Publish date: 16 May 2022

Robot-assisted surgery used to perform bladder cancer removal and reconstruction enables patients to recover far more quickly and spend significantly (20%) less time in hospital, concludes a first-of-its kind clinical trial led by UCLH, UCL and the University of Sheffield, and funded by The Urology Foundation and the Champniss Foundation.

The study, published in the Journal of the American Medical Association, also found robotic surgery reduced the chance of readmission by half (52%), and revealed a “striking” four-fold (77%) reduction in prevalence of blood clots (deep vein thrombus & pulmonary emboli) – a significant cause of health decline and morbidity – when compared to patients who had open surgery.

Patients’ physical activity – assessed by daily steps tracked on a wearable smart sensor – and their stamina and quality of life also increased.

Researchers say the findings provide the strongest evidence so far of the patient benefit of robot-assisted surgery and are now urging the National Institute of Clinical Excellence (NICE) to make it available as a clinical option across the UK for all major abdominal surgery including colorectal, gastro-intestinal, and gynaecological.

Co-Chief Investigator, Professor John Kelly, consultant surgeon at UCLH and Professor of Uro-Oncology at UCL, said: “Despite robot-assisted surgery becoming more widely available, there has been no significant clinical evaluation of its overall benefit to patients’ recovery.

“In this study we wanted to establish if robot-assisted surgery, when compared to open surgery reduced time spent in hospital, reduced readmissions, and led to better levels of fitness and a quality of life; on all counts this was shown.
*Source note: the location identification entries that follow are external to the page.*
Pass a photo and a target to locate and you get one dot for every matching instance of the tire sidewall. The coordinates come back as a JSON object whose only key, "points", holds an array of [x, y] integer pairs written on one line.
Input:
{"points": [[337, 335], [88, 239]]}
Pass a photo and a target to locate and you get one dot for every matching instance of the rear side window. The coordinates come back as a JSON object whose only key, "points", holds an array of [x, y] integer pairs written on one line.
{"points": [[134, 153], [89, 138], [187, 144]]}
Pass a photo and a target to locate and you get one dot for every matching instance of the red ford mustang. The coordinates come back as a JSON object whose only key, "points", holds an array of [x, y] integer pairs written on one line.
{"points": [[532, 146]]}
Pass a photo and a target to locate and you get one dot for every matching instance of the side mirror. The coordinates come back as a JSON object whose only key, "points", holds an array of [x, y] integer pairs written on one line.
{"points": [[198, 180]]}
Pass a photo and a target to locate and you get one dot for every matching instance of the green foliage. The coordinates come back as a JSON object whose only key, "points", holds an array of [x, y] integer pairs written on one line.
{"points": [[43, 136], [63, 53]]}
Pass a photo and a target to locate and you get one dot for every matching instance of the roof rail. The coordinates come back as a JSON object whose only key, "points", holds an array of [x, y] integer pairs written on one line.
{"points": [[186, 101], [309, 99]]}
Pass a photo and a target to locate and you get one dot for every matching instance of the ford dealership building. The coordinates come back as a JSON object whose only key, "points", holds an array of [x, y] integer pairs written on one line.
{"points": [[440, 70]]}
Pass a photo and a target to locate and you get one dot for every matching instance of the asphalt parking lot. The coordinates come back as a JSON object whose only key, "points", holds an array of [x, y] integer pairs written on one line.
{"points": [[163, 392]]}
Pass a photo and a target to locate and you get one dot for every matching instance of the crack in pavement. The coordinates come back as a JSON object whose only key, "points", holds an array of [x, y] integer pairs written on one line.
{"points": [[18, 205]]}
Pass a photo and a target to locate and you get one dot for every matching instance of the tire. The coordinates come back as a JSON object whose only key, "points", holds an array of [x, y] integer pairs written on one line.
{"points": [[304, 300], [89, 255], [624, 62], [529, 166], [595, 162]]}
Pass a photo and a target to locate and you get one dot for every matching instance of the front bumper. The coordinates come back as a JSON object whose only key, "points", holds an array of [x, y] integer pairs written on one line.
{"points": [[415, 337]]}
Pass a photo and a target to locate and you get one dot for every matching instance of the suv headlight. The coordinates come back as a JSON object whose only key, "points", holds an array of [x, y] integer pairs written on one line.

“An unexpected finding was the striking reduction in blood clots in patients receiving robotic surgery; this indicates a safe surgery with patients benefiting from far less complications, early mobilisation and a quicker return to normal life.”

Unlike open surgery, where a surgeon works directly on a patient and involves large incisions in the skin and muscle, robot-assisted surgery allows surgeons to guide minimally invasive instruments remotely using a console and aided by 3D view. It is currently only available in a small number of UK hospitals.

Open surgery remains the NICE “gold standard” recommendation for highly complex surgery, though the research team hope this could change.

Professor Kelly added: “In light of the positive findings, the perception of open surgery as the gold standard for major surgery is now being challenged for the first time. We hope that all eligible patients needing major abdominal operations can now be offered the option of having robotic surgery.”

Bladder cancer is where a growth of abnormal tissue, known as a tumour, develops in the bladder lining. In some cases, the tumour spreads into the bladder muscle and can lead to secondary cancer in other parts of the body. About 10,000 people are diagnosed with bladder cancer in the UK every year and over 3,000 bladder removals and reconstructions are performed. It is one of the most expensive cancers to manage

Trial findings

Across nine UK hospitals, 338 patients with non-metastatic bladder cancer were randomised into two groups: 169 patients had robot-assisted radical cystectomy (bladder removal) with intracorporeal reconstruction (process of taking section of bowel to make new bladder), and 169 patients open radical cystectomy.

The trial’s primary end-point was length of stay in hospital post-surgery. On average, the robot-assisted group stayed eight days in hospital, this compared to 10 days for the open surgery group – so a 20% reduction.  Readmittance to hospital within 90 days of surgery was also significantly reduced – 21% for the robot-assisted group vs 32% for open.

A further 20 secondary outcomes were assessed at 90 days, six- and 12-months post-surgery. These included blood clot prevalence, wound complications, quality of life, disability, stamina, activity levels, and survival (morbidity). All secondary outcomes were improved by robot-assisted surgery or, if not improved, almost equal to open surgery. 

This study, and previous studies, show both robot-assisted and open surgery are equally as effective in regards cancer recurrence and length of survival.

The research team is conducting a health economic analysis to establish the quality-adjusted life year (QALY), which incorporates the impact on both the quantity and quality of life.

Patient story

Frances Christensen Essendon, from Hertfordshire, said: “I was diagnosed with bladder cancer and after a course of chemotherapy it was suggested that I have my bladder removed.  Under professor John Kelly I underwent robotic surgery to remove my native bladder which was replaced with a new bladder made out of bowel. The operation was a success, and I was up and walking soon after surgery.  Having had the operation in April I was back to work and the gym in the middle of June. I have gone on to lead a normal active life and am eternally grateful to Prof Kelly and his team for their care and support.”